If the first season of Girls was all about the me-ness of culture, the second focused on the communal aspect of modern communication. Two episodes after the Wilson lightning rod, when Hannah visited Jessa on a trip home to visit her father, Hannah was confronted with the very idea that she is the center of only her world: Jessa's father's girlfriend (played by Rosanna Arquette) described Hannah as a "cushion" she had prayed to manifest for smoother relations between Jessa and her father during their visit. Hannah played a supporting role in that narrative, and, for that matter, several others in the season (especially that of Marnie, who barely gave Hannah the time of day during a party Marnie was hosting for her artist boyfriend). This counters so much of the criticism Dunham received for being egocentric. You think she's a megalomaniac? Well, the guy who had the most screen time (to a virtually insufferable level) was Shoshanna's boyfriend Ray (Alex Karpovsky), who explicitly stated that he wasn't attracted to Hannah. So there.

The end of last night's Season 2 finale found Hannah's ex-and-maybe-future boyfriend Adam racing to her, his too-perfect abs glistening, to save her from herself. Her character began unraveling midway through the season, right around the time she told Wilson's character that she was deeply lonely.

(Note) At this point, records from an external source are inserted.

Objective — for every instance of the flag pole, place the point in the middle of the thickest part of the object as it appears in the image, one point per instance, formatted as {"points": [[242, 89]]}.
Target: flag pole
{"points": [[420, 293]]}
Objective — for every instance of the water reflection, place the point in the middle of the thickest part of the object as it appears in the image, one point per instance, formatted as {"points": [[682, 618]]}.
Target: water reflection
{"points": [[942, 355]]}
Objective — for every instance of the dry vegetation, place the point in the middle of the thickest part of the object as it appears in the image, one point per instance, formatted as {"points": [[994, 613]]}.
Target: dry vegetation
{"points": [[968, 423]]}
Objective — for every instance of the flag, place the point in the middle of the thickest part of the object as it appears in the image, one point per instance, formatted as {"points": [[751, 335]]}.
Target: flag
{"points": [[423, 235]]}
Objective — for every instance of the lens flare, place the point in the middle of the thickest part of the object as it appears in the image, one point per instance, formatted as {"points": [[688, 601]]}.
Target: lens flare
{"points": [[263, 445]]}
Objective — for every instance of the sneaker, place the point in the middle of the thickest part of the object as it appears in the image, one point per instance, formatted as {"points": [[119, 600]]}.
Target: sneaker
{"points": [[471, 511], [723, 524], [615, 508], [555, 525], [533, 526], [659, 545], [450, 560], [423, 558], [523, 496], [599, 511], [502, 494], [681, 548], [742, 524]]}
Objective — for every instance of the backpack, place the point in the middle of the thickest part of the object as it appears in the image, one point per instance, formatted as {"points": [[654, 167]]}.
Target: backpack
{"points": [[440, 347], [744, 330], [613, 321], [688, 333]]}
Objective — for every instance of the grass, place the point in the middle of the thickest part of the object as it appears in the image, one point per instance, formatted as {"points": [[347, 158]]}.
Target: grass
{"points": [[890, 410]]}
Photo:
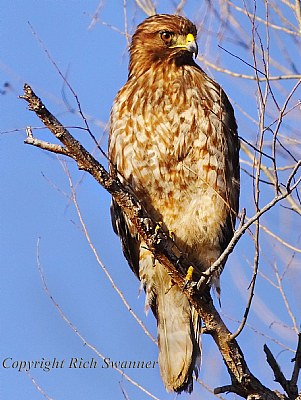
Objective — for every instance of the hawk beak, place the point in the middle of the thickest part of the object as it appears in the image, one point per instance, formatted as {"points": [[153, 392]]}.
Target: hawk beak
{"points": [[189, 44]]}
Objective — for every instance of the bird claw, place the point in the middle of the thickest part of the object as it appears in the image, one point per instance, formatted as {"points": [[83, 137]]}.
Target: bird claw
{"points": [[203, 283], [188, 277]]}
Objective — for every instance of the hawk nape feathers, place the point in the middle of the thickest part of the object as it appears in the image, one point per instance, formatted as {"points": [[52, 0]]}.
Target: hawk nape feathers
{"points": [[173, 140]]}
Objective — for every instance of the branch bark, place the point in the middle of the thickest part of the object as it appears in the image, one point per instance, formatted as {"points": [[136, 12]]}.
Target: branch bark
{"points": [[243, 382]]}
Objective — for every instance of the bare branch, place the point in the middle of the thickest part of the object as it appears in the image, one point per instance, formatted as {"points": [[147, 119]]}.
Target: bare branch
{"points": [[165, 251]]}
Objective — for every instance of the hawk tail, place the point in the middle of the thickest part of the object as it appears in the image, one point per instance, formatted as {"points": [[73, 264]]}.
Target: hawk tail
{"points": [[178, 338]]}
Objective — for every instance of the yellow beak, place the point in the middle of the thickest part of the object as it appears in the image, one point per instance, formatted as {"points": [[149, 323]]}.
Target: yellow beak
{"points": [[190, 44]]}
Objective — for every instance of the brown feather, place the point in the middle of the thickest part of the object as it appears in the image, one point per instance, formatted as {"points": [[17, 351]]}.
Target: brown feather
{"points": [[173, 138]]}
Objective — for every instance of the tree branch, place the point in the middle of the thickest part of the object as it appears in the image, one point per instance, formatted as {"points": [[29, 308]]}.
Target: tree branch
{"points": [[243, 382]]}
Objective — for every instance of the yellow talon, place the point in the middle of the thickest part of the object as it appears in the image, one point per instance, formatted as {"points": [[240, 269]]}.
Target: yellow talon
{"points": [[171, 234], [189, 274], [158, 226]]}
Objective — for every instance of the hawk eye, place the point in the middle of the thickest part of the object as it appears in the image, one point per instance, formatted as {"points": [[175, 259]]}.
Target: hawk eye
{"points": [[167, 36]]}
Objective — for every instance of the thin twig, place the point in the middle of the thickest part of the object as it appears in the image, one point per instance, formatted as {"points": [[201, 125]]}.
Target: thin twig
{"points": [[75, 330]]}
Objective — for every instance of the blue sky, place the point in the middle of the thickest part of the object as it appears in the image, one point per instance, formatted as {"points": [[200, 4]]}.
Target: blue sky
{"points": [[36, 206]]}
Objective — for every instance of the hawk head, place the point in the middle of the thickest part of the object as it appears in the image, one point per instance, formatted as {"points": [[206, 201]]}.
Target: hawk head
{"points": [[162, 38]]}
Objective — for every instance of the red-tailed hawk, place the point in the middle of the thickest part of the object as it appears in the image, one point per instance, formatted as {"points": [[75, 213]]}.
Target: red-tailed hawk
{"points": [[173, 139]]}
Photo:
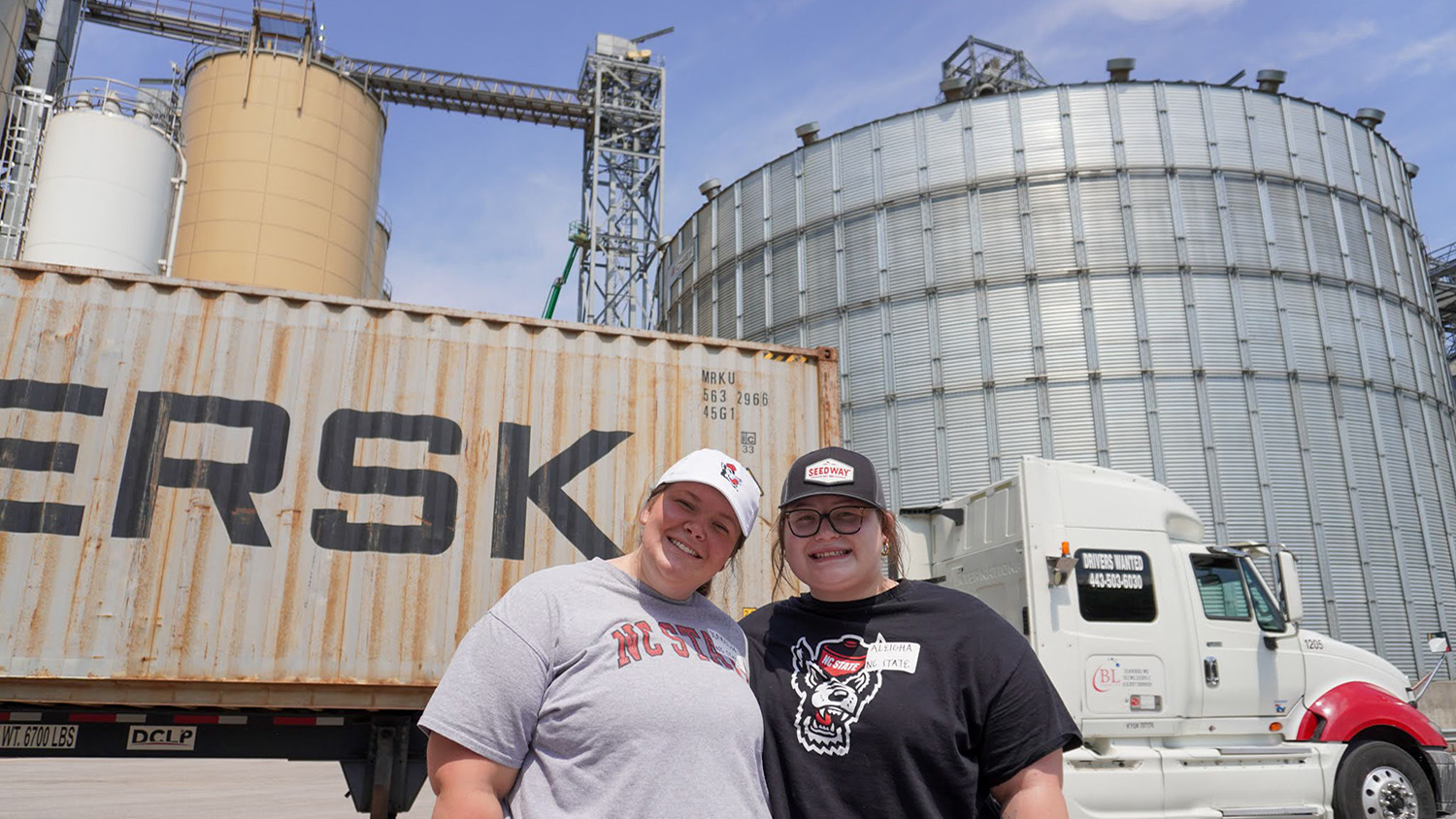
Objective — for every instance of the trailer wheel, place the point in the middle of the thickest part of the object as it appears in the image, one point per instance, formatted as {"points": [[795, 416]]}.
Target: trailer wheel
{"points": [[1376, 780]]}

She fell into old OCD patterns, hurt herself badly enough to require hospital care and defaulted on her e-book deal. While Marnie and Shoshanna beamed with happiness, no mulling or mourning to be found, and Jessa was off somewhere probably getting her vagina pierced and speaking a language that wasn't English, Hannah was either being rescued by her true love, or she was sinking further in a hole by a guy who fucked her like she was an animal, who made her feel like shit, whom she spent a lot of time giddily fleeing from in the season we just saw. As usual, it was open to interpretation, and perfectly tailored.